Multinuclear Transition Metal Complexes for the Photocatalytic Reduction of Carbon Dioxide
This 3MET project synthesizes and characterizes new di- and trinuclear transition metal complexes for artificial photosynthesis, and it evaluate their activity in the photocatalytic reduction of carbon dioxide. It focusses on multinuclear metal complexes based on earth-abundant metals, such as copper, zinc, iron, cobalt or nickel. It designs bridging ligands by modifying the chelating units and the linker moiety to modulate elec-tronic interactions. It investigates cooperative effects of the metal cores in order to engineer the excited states, the photophysical and the electrochemical properties of the new 3MET complexes.
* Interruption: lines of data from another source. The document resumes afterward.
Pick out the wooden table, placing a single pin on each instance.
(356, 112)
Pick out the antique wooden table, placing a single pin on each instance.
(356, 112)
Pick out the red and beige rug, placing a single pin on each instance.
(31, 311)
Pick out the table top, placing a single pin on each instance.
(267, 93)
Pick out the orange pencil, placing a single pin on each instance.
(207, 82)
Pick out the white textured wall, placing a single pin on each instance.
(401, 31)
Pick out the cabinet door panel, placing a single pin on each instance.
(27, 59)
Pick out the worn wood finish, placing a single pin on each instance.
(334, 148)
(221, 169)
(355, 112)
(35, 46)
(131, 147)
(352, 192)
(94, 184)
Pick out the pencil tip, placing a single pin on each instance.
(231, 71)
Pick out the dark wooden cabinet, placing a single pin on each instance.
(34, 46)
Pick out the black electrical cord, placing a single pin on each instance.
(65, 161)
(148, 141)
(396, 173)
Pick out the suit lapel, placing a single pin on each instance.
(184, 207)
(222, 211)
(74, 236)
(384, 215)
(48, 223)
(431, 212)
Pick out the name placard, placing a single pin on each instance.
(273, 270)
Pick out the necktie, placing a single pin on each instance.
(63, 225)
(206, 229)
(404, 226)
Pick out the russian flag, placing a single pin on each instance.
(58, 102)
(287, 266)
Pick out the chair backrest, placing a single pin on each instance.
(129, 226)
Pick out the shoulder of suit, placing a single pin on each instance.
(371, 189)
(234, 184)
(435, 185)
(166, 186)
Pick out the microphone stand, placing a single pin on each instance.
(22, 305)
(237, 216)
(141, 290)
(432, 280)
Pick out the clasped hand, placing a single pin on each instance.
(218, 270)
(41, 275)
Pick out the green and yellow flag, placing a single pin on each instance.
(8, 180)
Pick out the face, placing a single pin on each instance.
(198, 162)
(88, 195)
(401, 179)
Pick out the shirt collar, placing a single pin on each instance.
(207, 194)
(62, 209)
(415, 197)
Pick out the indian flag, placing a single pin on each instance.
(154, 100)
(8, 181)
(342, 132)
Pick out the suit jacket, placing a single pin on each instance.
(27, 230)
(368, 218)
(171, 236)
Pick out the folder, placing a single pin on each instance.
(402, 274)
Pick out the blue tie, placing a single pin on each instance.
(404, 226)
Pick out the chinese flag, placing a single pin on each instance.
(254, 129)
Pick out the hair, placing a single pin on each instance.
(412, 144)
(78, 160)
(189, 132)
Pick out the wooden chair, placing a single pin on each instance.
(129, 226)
Mechanistic Studies of Reactions Catalyzed by Bi- and Trimetallic Complexes
This 3MET project aims to discover new reactivities induced by the cooperative action of multimetallic homogeneous catalysts. It investigates reactions that were confirmed to involve bimetallic transition metal complexes. It sets a focus on bimetallic complexes with metal centers in unusual oxidation states, e.g. Pd(I) and Rh(II). It establishes structure-activity relationships for metallic cores and bridging ligand systems whenever unique reactivity of the bimetallic species arises. It uses stoichiometric experiments and catalytic screening in combination with DFT investigations and kinetic studies. It rationally turns multimetallic adducts with unusual catalytic reactivity into practical catalysts with high durability and activity.